Memory Aid: Think of "Inserting" a book into a shelf or a card into a hand.
3. Merge Sort
The Merge Sort is a Divide and Conquer algorithm. It is much more complex but also much faster for large amounts of data.
How it works (Step-by-Step):
1. Divide: Split the list in half repeatedly until every item is in its own tiny list of one.
2. Conquer: Merge the tiny lists back together in pairs. As you merge them, put the items in the correct order.
3. Repeat the merging until you have one single, fully sorted list.
Analogy: If you had to sort 100 papers, you might give 50 to a friend and 50 to another. They sort their piles, and then you "merge" them back together by looking at the top of each pile.
Key Takeaway:
- Bubble Sort: Slow, swaps neighbors.
- Insertion Sort: Better for small lists, slides items into place.
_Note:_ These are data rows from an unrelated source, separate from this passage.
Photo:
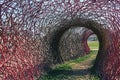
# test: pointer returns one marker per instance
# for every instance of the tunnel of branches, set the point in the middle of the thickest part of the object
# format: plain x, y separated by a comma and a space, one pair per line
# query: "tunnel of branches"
32, 31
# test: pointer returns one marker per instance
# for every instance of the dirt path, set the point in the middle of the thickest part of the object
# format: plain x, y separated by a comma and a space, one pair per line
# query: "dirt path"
85, 64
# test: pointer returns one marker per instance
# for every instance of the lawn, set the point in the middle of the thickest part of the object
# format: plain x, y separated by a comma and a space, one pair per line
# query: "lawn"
77, 69
94, 45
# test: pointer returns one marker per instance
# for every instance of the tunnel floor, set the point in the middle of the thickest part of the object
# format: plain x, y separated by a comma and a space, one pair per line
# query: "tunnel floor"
78, 69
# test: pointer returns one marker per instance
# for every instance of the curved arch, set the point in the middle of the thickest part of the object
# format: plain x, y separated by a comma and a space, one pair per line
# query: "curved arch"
84, 40
98, 29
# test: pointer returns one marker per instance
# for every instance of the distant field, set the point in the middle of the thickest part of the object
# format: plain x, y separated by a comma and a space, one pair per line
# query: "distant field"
77, 69
94, 45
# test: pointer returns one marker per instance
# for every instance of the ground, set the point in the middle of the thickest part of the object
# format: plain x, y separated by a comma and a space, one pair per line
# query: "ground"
78, 69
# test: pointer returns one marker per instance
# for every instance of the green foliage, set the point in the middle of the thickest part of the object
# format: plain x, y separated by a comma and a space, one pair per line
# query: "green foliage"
93, 45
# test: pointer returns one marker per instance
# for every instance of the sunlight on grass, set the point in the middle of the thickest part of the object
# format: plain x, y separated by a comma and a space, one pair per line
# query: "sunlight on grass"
68, 66
93, 45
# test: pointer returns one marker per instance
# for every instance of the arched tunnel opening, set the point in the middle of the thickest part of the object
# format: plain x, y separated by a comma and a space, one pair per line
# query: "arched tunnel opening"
93, 28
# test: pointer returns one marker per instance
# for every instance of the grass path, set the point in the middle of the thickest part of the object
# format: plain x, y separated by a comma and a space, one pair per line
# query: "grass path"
77, 69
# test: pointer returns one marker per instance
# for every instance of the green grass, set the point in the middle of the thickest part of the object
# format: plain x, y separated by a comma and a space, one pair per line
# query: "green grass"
93, 44
68, 66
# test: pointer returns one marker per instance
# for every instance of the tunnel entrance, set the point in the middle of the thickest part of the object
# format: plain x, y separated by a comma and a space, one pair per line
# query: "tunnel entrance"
95, 27
78, 67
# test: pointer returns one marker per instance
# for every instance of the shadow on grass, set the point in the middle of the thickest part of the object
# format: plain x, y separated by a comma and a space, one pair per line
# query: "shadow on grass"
74, 72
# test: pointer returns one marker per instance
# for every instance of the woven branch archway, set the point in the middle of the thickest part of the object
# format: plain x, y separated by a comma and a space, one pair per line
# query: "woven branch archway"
26, 27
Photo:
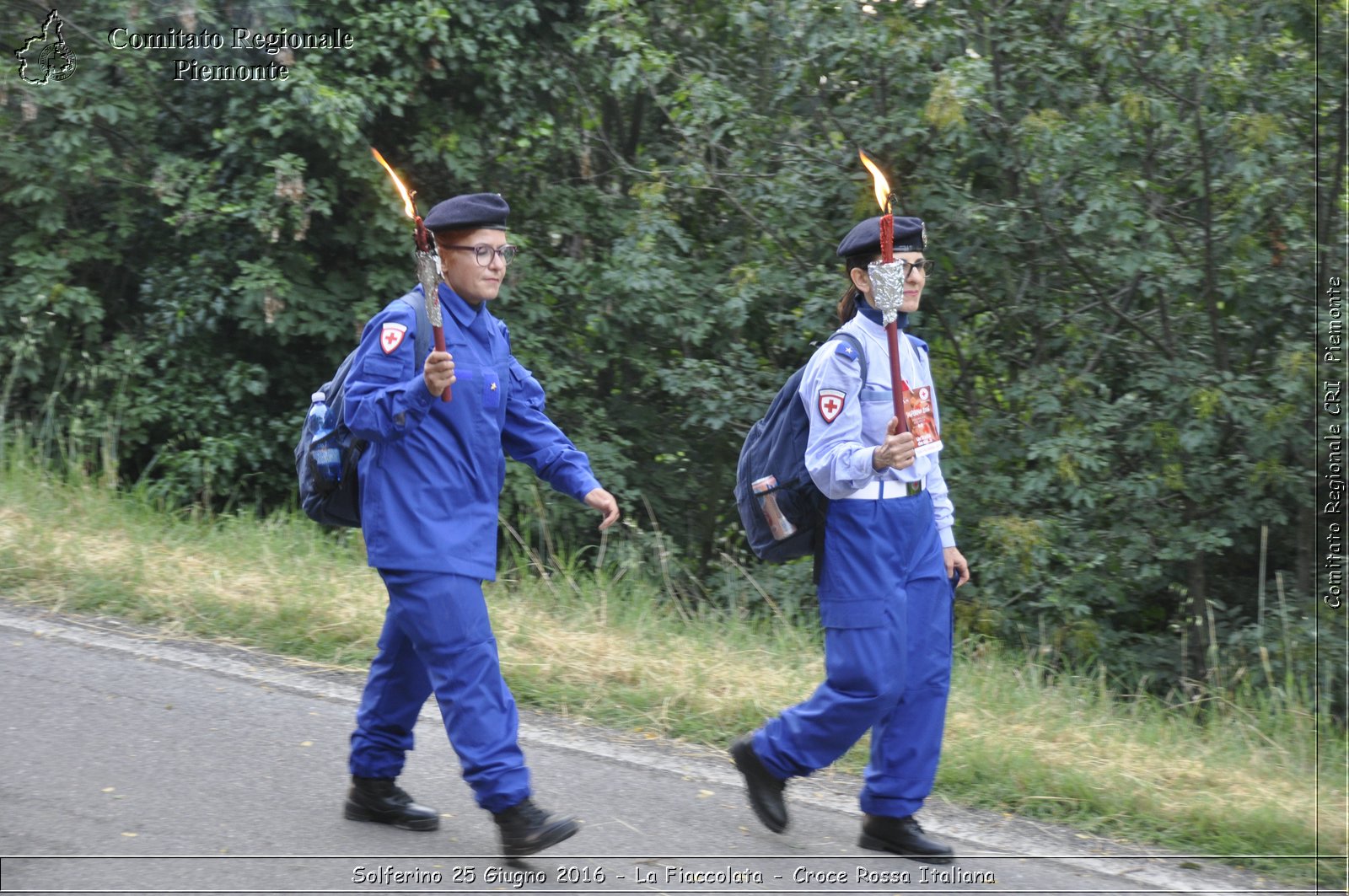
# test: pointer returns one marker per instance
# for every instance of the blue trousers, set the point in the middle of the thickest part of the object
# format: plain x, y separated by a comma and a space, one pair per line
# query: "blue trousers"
438, 639
887, 606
- Merge Sort: Very fast for big lists, uses "Divide and Conquer."
Section 3: Summary Table
Use this table to quickly compare the algorithms for your exam revision!
Algorithm: Linear Search
Requires Sorted List? No
Efficiency: Low
Algorithm: Binary Search
Requires Sorted List? YES
Efficiency: High
Algorithm: Bubble Sort
Description: Swaps neighbors until sorted.
Efficiency: Low
Algorithm: Insertion Sort
Description: Places items into the correct position one by one.
Efficiency: Medium
Algorithm: Merge Sort
Description: Splits list apart and merges it back in order.
Efficiency: Very High
Final Tip: In the exam, you might be shown a few lines of code or pseudocode and asked "Which algorithm is this?"
- Look for swapping neighbors (Bubble).
- Look for finding a midpoint (Binary).
- Look for splitting lists in half (Merge).
You've got this! Keep practicing by tracing these algorithms with a small list of numbers on paper.